Chapter 15: Various water-purifying devices such as the Life Straw and water-purifying bicycle can eliminate the package, landfill and garbage management costs from water bottles (thought there is still the cost of energy and material impacts of transportation). Energy from the bike is used to purify the bicycle and people can ride the bike to water sources that may be far away. The bike also provides a way to easily transport that collected water. Ultraviolet light sources can remove 99.9% of impurities from any water source in two minutes (but people may associate unclear drinking water with high risk even after it is filtered, so choose not to use this method).

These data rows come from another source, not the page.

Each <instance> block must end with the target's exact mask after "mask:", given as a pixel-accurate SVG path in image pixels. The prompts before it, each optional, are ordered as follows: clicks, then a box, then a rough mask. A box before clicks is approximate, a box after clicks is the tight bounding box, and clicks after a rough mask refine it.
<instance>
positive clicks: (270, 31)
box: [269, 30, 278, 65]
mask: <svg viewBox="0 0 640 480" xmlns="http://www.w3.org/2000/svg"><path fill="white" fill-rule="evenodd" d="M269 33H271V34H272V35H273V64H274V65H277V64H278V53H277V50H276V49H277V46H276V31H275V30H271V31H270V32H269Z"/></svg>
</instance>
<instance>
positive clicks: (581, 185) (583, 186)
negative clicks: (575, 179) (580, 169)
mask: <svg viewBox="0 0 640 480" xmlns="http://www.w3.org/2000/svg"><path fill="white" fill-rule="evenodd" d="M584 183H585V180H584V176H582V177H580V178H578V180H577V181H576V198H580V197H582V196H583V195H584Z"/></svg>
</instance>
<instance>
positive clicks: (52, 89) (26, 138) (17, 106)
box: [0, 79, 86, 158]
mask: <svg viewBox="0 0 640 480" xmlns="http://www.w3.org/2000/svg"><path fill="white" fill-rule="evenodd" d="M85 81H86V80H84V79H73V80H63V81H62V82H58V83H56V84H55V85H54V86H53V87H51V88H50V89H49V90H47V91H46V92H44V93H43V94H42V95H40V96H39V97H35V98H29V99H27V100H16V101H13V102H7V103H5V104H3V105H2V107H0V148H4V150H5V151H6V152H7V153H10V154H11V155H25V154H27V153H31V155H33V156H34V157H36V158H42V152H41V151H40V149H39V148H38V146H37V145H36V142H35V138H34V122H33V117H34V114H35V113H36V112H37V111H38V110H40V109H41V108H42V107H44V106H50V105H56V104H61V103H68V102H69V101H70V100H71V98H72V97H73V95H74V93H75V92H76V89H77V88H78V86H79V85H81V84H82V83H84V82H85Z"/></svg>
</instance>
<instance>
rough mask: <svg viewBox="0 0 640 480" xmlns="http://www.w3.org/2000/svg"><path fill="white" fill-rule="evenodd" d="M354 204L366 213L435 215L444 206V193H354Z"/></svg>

Here is a picture of the wonderful water-purifying bicycle.

Chapter 17: The numbers associated with the production of French fries were shocking, especially the steps of potato farming including soil fumigant, insecticide, herbicide, fertilizers, fungicides and crop dusting. If you want to learn more about slow food, here is a good website. This is also a good website to learn more about herbicide-resistant crops and GMO’s that that function as insecticide.  My take-home message from this chapter was to eat homemade fries that can be made with any type of potato, olive oil and seasoning cooked in the oven rather than French fries.